Deputy prime minister Nick Clegg yesterday threw his authority behind Norfolk MP Norman Lamb after his key aide signalled that he might quit the government over its NHS reforms.

“I couldn’t agree more with Norman. We have to get this right”, he said. “The NHS is too precious. It’s too precious to me, it is too precious to everybody else who relies on it in the country, to not get the principles translated properly into practice.’”

These words contrasted, however, with sustained reticence on the Tory part of the government. An official spokesman for the prime minister refused to get drawn into the controversy. And Conservative health minister Simon Burns stated tersely that Mr Lamb’s views would be taken into account in the listening exercise that the government had launched.

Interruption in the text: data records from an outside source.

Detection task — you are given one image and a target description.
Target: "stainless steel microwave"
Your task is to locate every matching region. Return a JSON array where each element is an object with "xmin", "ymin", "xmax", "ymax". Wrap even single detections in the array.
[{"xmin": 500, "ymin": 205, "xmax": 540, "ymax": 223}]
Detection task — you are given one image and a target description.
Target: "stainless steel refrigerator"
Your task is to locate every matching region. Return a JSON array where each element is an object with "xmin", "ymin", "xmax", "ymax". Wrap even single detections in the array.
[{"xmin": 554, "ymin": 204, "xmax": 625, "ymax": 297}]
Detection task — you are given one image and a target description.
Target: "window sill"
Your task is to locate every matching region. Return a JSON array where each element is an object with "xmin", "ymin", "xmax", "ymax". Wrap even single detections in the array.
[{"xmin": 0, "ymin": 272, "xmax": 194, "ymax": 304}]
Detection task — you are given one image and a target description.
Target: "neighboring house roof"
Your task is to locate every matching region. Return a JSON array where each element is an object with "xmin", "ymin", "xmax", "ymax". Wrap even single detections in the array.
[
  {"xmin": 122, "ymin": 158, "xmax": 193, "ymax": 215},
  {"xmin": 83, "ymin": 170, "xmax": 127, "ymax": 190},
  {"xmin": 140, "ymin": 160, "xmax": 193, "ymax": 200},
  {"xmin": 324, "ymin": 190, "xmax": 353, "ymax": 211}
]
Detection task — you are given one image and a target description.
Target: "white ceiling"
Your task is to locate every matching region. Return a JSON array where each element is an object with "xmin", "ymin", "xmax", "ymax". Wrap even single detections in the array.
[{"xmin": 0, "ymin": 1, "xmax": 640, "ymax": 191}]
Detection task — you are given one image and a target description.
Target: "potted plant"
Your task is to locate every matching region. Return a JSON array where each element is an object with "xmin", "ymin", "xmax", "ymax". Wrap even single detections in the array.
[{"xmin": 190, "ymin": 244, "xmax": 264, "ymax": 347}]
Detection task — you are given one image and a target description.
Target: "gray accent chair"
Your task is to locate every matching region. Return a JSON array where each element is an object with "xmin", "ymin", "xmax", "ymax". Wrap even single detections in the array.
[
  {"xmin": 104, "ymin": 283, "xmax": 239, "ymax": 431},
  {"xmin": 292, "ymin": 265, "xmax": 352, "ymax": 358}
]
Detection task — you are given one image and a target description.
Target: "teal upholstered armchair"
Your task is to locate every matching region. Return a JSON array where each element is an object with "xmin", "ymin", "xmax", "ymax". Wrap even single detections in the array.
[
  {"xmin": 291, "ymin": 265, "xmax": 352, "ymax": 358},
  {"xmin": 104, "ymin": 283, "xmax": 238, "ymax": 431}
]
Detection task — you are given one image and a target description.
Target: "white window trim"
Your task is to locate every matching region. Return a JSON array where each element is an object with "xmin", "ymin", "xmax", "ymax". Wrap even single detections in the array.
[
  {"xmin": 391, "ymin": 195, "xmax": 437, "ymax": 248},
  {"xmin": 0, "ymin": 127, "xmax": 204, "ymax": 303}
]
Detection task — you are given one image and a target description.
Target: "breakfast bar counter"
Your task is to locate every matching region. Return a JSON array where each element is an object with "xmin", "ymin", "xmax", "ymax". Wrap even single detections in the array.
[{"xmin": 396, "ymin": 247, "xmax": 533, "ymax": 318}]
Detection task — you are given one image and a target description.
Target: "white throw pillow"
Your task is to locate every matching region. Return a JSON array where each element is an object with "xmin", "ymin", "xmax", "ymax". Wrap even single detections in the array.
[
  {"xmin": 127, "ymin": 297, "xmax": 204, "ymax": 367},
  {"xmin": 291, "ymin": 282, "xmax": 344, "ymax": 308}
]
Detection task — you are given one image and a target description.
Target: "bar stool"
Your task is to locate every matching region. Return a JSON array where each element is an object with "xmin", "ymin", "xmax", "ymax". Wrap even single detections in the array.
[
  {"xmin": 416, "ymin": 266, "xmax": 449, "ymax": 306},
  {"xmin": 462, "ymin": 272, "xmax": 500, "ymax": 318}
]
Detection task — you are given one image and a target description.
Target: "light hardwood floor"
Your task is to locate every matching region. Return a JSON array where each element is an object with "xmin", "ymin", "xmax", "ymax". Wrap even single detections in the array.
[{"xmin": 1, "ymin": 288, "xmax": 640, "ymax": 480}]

Tensions within the coalition over the plans to scrap primary care trusts (PCTs), and to give GPs’ consortia responsibility for 80pc of the commissioning of treatment and financing in the NHS, were highlighted at the weekend when Mr Lamb spoke in a BBC interview against a “big bang” approach to health service reform.

Calling for a slowing down of the reform process, he called for “evolution, not revolution”. And although he subsequently denied having threatened to quit, he had told the BBC that a situation could arise over the reforms in which “it’s impossible for me to carry on in my position”.

In making that comment, the North Norfolk MP was referring to his role as chief parliamentary aide to Mr Clegg. But he revealed that the DPM had been warned of what he planned to say. And the view that he had spoken with his blessing was confirmed yesterday when Mr Clegg gave him his backing.

In endorsing the essence of his case, the Lib Dem leader also reinforced the impression that Mr Lamb had been involved in a joint operation to impress on the prime minister a need to ensure that the pause in the reform drive will be followed by more than cosmetic modifications to it.

The DPM said the government is “listening” to concerns over the shake-up, and is willing to “change things where necessary’’.

Mr Lamb agreed with the principles of giving GPs more control over commissioning services and stripping out bureaucracy, said Mr Clegg, and neither he nor the Norfolk MP wanted to “reopen the Pandora’s Box of the basic design of a new system”.

“These basic building blocks are still in place,” continued Mr Clegg. “The detail of exactly how you make these principles work in practice are, of course, things that we want to get right... the devil is in the detail. Norman’s got very strong views about a particular aspect of that. Other people have got particular views about other aspects. Yes, it is unusual that a government is saying yes, we are going to have a pause, listen and reflect and change things where necessary. But I think it is a good thing.’’

Ministers announced last week that they were going to “pause’’ the health reforms amid widespread opposition among NHS professionals, patients’ groups and rank-and-file Lib Dems.

A series of listening events are to take place across the country over the coming weeks, and the prime minister and health secretary Andrew Lansley are to speak at a joint engagement tomorrow.